Les amateurs de comédies musicales, les connaisseurs de films chantés et dansés sont souvent très exigeants car, si une comédie musicale au scénario incertain n’est pas sauvée par ses numéros musicaux, il n’y plus rien à sauver. Avec Bob Fosse et son Cabaret, il y a non seulement le gâteau de numéros musicaux incroyables mais aussi la cerise d’un climat pré-Guerre Mondiale dans le Berlin des années 1930.
Liza Minnelli campe une merveilleuse Sally Bowles, danseuse et chanteuse anglaise dans un cabaret berlinois. Elle rêve de devenir une grande actrice, persuadée de son talent et qu’elle n’aura peur de rien pour arriver à ses fins. Débarque dans sa vie le jeune Brian, flegmatique British qui cherche à donner des cours d’Anglais pour gagner quelques Deutsche Marks. Leur histoire d’amour va débuter timidement, se heurtant à la réserve de Brian et à l’exubérance de Sally. En filigrane, on voit le nazisme monter peu à peu, investir les esprits, effacer les mémoires et empoisonner les consciences.
Cabaret reste envers et contre tous un film d’une gaieté et d’un optimisme incroyables, Bob Fosse, ses choix artistiques et musicaux y sont pour beaucoup.

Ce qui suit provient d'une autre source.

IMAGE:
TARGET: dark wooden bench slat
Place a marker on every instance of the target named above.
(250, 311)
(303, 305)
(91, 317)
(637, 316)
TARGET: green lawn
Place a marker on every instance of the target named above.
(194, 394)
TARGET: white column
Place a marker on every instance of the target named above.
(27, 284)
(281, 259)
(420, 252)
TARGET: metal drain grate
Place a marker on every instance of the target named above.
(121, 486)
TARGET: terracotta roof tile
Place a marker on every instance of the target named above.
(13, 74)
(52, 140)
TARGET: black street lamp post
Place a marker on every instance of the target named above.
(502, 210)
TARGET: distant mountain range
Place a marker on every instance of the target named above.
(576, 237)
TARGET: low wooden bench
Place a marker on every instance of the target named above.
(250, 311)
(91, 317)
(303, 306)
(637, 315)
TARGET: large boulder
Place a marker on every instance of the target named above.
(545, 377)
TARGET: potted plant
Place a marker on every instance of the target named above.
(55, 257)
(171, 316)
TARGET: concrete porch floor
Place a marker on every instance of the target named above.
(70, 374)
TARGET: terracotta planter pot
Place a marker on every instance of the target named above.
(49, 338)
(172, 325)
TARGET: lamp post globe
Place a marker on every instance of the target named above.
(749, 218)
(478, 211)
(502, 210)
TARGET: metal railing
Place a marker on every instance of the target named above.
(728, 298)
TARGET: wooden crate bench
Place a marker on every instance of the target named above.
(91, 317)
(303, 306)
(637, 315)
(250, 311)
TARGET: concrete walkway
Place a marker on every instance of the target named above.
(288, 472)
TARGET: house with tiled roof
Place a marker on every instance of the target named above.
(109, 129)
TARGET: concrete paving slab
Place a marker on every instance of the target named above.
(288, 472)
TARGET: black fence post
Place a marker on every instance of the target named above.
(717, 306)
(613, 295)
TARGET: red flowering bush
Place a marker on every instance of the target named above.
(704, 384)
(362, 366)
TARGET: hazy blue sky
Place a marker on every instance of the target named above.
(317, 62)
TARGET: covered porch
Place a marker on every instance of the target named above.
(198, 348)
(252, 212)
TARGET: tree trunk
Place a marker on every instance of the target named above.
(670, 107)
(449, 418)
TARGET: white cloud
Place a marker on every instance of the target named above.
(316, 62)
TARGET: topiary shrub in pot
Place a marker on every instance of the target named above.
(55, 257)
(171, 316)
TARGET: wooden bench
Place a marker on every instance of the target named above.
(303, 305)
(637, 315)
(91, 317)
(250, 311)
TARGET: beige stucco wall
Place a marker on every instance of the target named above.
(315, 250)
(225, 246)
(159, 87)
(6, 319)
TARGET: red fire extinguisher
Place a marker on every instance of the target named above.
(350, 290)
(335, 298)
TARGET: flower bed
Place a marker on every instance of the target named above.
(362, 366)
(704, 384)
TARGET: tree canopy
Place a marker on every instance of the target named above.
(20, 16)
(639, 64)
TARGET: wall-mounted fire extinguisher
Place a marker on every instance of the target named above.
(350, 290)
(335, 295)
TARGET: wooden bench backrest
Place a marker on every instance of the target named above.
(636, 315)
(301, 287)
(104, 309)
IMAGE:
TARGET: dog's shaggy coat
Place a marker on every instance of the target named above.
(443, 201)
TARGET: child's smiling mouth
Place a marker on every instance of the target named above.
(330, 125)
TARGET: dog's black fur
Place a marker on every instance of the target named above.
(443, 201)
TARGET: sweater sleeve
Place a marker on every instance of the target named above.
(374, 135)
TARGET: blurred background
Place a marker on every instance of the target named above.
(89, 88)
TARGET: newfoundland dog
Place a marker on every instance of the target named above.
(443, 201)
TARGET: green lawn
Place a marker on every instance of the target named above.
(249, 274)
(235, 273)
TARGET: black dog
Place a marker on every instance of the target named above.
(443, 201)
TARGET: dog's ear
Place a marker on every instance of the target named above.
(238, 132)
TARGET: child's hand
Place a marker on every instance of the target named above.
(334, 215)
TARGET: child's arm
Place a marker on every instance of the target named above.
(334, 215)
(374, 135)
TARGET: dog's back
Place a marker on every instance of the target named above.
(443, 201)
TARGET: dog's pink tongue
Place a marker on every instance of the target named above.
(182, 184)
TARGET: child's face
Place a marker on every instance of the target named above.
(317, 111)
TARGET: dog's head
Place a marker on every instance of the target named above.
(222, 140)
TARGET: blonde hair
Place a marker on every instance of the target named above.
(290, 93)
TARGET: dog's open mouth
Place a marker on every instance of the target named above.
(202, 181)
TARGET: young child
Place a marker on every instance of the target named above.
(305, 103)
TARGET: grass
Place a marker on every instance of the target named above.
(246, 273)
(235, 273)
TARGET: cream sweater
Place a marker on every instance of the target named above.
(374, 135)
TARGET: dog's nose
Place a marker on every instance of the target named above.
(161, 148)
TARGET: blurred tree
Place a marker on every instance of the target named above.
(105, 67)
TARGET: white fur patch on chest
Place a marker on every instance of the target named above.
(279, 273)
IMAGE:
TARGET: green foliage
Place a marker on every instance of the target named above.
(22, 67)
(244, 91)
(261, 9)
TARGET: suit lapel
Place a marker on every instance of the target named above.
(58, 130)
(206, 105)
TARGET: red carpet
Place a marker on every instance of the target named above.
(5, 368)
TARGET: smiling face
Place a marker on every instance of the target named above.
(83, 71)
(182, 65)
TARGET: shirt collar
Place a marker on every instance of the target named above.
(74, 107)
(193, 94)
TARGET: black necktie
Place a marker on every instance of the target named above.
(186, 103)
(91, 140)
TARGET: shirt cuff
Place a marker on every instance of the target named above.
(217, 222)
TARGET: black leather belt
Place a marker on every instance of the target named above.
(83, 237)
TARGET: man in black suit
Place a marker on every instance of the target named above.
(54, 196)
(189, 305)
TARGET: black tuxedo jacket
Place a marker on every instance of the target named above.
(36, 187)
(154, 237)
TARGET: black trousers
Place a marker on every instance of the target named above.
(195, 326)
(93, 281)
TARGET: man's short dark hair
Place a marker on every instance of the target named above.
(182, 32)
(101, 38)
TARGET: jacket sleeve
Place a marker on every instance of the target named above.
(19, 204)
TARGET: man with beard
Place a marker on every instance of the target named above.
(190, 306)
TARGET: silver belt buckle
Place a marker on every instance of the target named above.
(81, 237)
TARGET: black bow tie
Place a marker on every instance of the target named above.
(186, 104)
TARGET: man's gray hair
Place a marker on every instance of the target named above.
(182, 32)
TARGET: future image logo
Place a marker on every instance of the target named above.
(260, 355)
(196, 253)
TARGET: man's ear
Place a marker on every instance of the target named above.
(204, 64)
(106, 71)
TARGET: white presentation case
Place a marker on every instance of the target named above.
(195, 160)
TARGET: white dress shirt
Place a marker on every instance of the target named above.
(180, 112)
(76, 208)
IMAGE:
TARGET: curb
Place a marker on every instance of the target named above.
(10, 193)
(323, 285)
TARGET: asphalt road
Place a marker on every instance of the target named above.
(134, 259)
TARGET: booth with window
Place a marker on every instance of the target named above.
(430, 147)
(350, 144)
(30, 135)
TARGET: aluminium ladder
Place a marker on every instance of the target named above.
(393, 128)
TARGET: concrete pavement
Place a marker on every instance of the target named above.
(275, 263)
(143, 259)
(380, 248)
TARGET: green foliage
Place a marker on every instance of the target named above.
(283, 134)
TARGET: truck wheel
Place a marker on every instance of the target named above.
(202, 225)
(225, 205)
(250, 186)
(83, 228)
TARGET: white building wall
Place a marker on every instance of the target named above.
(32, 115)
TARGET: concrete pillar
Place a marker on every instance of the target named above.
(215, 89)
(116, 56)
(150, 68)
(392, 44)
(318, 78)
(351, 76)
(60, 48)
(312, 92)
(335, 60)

Les numéros du cabaret viennent servir d’entre-actes musicaux au film, appuyant et reprenant même parfois les thèmes de l’histoire vécue par les personnages. L’esprit du cabaret est parfaitement rendu, on a ici tout le côté canaille, toute la confusion des genres, tout le politiquement incorrect qu’a encore aujourd’hui le burlesque, ou du moins ce qu’il en reste. Les allusions sexuelles sont omniprésentes et procurent de salutaires éclats de rires.
Dans ces numéros, Liza Minnelli est lumineuse, éblouissante, un coup de vent frais dans la nuque, elle est sauvage, indomptable, inconstante et inonde son entourage de joie de vivre et d’esprit mutin. Elle se moque de la plupart des conventions sociales et garde son côté « pile électrique » même dans la haute société. Le trop rare Michael York promène son côté britannique avec le flegme d’usage et joue parfaitement l’amoureux fasciné par cette femme espiègle mais qui se laisse tant déborder par ses émotions. Mais tout deux ne sont rien à côté de l’acteur de génie qu’est Joel Grey, extraordinaire monsieur loyal du cabaret, il chante parfaitement, danse de la même manière et a ce côté androgyne indispensable à son rôle. Dire qu’il est parfait serait le sous-estimer, il explose l’écran et sur scène, tour à tour hilarant, touchant ou parodiant Hitler, on attend chacune de ses apparitions avec avidité.
Cabaret est à tout jamais l’une des meilleures comédies musicales, mélange de joie de vivre, de mélancolie et de haine de l’autre, il réussi l’alchimie entre des thèmes et des personnages improbables. Alternant caméra fixe et caméra à l’épaule, Bob Fosse donne vie à sa création et nous transmet son bonheur de filmer et de créer une œuvre qui, quarante après, suscite la même admiration née de l’intemporalité de thèmes comme la haine, l’infidélité et le rejet de l’autre. C’est évidemment d’une grande tristesse, mais Bob Fosse avait vu juste.